Ramaphosa’s bull during the Marikana massacre made the massacre even more frightening about what initially seemed like an innocent democracy.

What leads a human being to be that disconnected from the reality of those they lead?

There are no amount of convincing words, bull’s eyes, or dramatised hand gestures that can ever shake that chill. The scenario continues to repeat itself blindly when he, even in jest, calls himself the Buffalo at Buffalo City, where the Marikana widows’ children probably attend university.

Mabuyane’s declaration of the Eastern Cape’s endorsement of Cyril Ramaphosa’s second term is understandably good news to capital, but to anyone who cares, truly cares, it is chilling.

It spells more neglect and winning at all costs, and at the expense of the Eastern Cape, not unlike Marikana miners who were massacred for demanding R 12 500 while he could afford an R18 million buffalo.

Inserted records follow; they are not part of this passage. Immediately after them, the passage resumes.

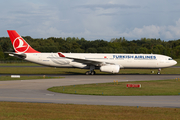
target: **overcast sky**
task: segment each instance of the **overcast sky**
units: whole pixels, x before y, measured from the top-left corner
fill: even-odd
[[[0,0],[0,37],[180,39],[180,0]]]

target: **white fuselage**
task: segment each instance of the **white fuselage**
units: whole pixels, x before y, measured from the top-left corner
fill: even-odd
[[[25,60],[51,67],[77,67],[88,69],[83,63],[59,57],[58,53],[25,53]],[[120,68],[165,68],[177,62],[171,57],[158,54],[102,54],[102,53],[63,53],[74,58],[89,59],[119,65]]]

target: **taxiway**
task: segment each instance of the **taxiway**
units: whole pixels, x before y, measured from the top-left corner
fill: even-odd
[[[61,79],[0,81],[0,101],[180,108],[180,96],[93,96],[47,91],[53,86],[164,80],[180,75],[60,75]],[[121,92],[121,91],[119,91]]]

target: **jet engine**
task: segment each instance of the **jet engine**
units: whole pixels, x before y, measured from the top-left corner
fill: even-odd
[[[119,65],[105,65],[100,67],[101,72],[119,73]]]

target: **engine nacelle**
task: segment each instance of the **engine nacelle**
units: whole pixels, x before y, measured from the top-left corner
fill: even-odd
[[[100,67],[101,72],[119,73],[119,70],[119,65],[106,65]]]

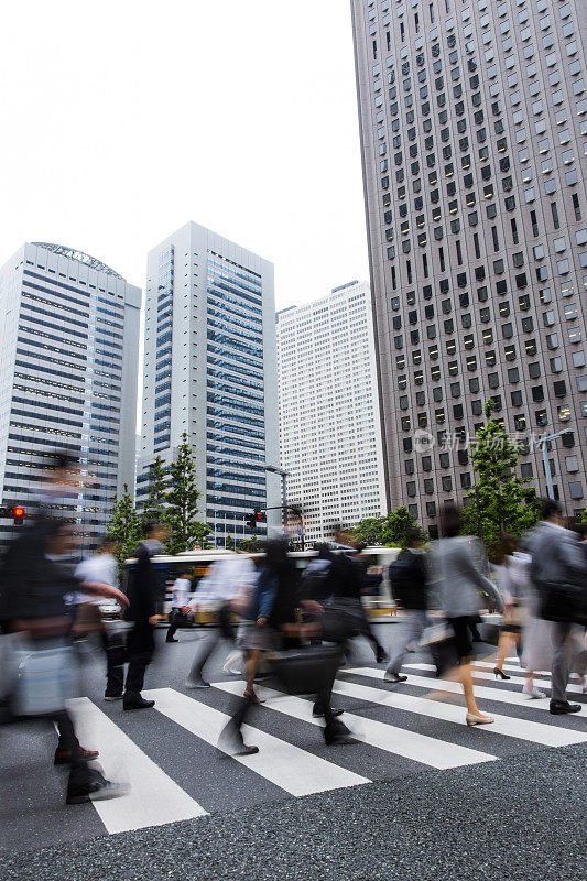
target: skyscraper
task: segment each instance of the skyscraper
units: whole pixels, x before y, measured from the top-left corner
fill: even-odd
[[[585,508],[585,0],[352,0],[391,504],[434,534],[491,395]],[[581,164],[583,163],[583,164]],[[454,443],[458,440],[459,443]]]
[[[278,313],[278,389],[281,465],[305,537],[385,514],[368,284]]]
[[[198,518],[218,544],[238,541],[253,508],[279,503],[264,469],[279,449],[272,263],[186,224],[149,253],[144,345],[138,503],[153,458],[172,461],[186,432]]]
[[[78,456],[63,516],[86,546],[134,482],[140,307],[139,287],[59,244],[24,244],[0,270],[2,504],[31,504],[47,454]]]

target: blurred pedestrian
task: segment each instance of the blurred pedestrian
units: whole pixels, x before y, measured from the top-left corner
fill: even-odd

As someone who had the ambition to be president, how did he not see the callousness of his decision until there was an outcry?

We still do not know what happened to the R 500 billion while the media convince South Africa that this man is the one to be trusted to deal with corruption.

It is time for Eastern Cape leaders, including Mabuyane, and those who are in proximity to the president, to wake up.

The province can not continue to be a sacrifice. It is time to get off the altar and get to work. Mabuyane and Ramaphosa may be the hope for the rich, but they are not for the poor.

That hope, rather, lies in Lindiwe Sisulu, her courage to speak truth to power, her attention to the real issues that can assist South Africa to move forward, and her relentless commitment to her people for whom her care and compassion are the direct opposite of the calculated carelessness of those who seek only their own interests.

Their ongoing war on her is, in fact, their ongoing war against the poor. Her resilience is the resilience of her people. In this ongoing darkness, that is the real dawn rising.

Dlanga is a political analyst and writes in her own capacity.